Procession with wonderworking Kursk Root Icon to mark 400th anniversary in June
This year will mark a major milestone for the miraculous Kursk Root Icon of the Mother of God. The icon regularly resides in New York, but it returns to Kursk, Russia every year for the consolation of the faithful, who participate in a procession with the icon by the thousands. This year marks the 400th anniversary of the holy procession. The procession, to be held on June 8, will go from the Znamenny Monastery in Kursk to the Kursk Root-Nativity of the Mother of God Hermitage.
The traditional procession with the icon was first held in 1618 by decree of Tsar Michael Fedorovich. It was then that the miraculous icon was first solemnly transferred from the Znamenny Monastery to the Kursk Root Hermitage on the occasion of the consecration of the first, then-wooden Church of the Nativity of the Mother of God.
According to the established tradition, the procession would begin on Friday of the 9th week after Pascha, and the icon would remain at the Kursk Root Hermitage, built on the site where the icon first appeared, until September, after which it would again be carried to Kursk.

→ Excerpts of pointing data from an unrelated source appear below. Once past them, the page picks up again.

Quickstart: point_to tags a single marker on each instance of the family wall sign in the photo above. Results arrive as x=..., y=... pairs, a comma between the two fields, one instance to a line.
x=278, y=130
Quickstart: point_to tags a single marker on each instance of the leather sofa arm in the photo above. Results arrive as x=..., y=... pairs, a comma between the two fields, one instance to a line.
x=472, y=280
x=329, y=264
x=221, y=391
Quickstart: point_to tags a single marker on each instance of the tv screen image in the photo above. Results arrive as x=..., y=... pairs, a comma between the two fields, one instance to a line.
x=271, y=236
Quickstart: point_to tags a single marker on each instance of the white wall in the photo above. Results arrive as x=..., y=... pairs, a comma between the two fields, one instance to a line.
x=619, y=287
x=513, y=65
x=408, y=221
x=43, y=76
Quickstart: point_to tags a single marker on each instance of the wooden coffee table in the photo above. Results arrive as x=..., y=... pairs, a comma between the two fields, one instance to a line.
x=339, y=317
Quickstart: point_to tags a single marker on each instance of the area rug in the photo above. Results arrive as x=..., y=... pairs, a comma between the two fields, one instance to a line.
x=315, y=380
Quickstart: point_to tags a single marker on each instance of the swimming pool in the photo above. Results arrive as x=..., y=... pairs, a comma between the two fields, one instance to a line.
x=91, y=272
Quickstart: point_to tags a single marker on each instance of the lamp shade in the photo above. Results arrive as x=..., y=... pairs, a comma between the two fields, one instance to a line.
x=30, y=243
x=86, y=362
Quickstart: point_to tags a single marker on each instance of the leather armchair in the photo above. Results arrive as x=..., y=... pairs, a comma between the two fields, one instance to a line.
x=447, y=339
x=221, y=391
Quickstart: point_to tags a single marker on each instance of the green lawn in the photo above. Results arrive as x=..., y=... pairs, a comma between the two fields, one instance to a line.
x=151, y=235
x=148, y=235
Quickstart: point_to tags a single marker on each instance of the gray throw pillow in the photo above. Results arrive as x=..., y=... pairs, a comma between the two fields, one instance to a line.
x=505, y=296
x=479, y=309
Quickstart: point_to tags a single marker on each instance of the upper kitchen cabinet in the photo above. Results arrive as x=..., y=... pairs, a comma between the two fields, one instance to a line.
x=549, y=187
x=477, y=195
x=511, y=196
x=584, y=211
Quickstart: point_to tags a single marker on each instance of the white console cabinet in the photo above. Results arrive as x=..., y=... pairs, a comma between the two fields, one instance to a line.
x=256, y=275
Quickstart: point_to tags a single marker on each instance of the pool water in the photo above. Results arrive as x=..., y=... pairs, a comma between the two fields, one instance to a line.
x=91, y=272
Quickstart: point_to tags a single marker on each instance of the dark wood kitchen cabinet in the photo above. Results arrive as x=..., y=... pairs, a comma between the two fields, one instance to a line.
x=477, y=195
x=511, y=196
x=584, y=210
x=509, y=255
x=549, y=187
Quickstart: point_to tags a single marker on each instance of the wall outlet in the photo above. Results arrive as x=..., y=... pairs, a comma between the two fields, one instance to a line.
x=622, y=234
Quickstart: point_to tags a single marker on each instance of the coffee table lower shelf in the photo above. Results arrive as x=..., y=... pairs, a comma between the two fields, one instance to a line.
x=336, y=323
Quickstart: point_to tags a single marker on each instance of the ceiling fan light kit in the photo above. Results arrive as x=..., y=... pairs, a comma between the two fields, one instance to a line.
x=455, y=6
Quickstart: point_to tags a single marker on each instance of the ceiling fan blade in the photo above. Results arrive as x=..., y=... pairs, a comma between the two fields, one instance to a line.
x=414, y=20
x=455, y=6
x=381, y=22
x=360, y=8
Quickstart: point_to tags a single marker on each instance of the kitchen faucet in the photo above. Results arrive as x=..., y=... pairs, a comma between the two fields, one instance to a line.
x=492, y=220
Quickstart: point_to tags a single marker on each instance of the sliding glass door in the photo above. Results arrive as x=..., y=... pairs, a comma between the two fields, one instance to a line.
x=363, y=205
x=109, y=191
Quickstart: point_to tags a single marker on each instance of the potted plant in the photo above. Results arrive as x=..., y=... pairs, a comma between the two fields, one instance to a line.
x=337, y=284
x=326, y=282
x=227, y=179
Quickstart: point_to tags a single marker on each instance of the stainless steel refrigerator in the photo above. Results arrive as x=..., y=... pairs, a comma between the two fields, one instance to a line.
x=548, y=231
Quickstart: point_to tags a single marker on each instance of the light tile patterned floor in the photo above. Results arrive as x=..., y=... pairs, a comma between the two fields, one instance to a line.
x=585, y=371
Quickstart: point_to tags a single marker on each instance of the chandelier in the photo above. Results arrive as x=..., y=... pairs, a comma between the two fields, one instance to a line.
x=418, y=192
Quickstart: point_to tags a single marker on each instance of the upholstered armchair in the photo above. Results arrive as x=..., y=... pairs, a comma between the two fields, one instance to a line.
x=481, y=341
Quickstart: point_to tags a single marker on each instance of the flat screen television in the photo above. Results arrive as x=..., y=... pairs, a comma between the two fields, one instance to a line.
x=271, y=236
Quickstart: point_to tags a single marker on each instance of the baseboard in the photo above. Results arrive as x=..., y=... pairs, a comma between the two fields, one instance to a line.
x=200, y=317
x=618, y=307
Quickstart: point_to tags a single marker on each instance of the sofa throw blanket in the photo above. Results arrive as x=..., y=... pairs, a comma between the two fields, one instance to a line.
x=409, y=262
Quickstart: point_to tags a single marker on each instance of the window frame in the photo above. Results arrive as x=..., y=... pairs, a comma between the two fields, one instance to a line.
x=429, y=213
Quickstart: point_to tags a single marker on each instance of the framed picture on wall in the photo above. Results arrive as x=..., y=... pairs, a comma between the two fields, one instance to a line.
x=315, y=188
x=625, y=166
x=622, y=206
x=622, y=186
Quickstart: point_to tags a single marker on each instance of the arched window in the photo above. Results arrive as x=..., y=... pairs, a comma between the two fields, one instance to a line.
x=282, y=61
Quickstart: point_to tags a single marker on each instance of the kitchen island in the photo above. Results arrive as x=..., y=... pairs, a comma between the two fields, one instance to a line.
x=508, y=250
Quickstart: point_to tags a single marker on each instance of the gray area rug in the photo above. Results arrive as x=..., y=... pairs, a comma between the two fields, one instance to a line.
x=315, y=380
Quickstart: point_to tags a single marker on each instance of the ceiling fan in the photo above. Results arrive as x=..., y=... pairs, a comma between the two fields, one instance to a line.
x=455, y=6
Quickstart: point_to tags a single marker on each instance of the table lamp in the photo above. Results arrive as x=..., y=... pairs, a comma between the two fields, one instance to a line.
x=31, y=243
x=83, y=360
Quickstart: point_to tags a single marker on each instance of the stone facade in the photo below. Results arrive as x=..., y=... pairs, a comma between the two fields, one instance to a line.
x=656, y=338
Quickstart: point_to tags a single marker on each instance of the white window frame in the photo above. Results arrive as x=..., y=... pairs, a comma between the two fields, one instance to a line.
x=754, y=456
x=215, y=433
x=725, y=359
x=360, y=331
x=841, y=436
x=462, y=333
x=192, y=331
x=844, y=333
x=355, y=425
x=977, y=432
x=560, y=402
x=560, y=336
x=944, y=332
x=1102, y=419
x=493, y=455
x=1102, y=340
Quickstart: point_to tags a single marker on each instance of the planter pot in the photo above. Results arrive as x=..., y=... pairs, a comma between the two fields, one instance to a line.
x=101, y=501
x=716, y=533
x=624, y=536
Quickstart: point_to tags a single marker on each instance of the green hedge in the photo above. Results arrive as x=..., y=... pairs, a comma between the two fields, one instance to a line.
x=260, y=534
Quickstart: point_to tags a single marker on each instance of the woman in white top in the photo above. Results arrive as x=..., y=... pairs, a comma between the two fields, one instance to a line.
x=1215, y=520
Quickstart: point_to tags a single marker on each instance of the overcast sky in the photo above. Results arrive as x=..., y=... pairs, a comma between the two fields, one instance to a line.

This tradition was interrupted in 1919 when the icon was taken abroad. The procession was reborn in its fullness only in 1990, although there is evidence that, despite the prohibitions and persecution, a small group of believers continued to secretly walk the path of the procession to the closed monastery, where they would pray for the return of the holy icon.
The Kursk Root Hermitage, with its main church dedicated to the Nativity of the Mother of God, has been restored in our times. The wonderworking Kursk Root Icon first returned to Kursk on September 23, 2009 after nearly a century abroad. Since 1957, it has been kept in the Russian Orthodox Church Outside of Russia’s Cathedral of the Sign in New York.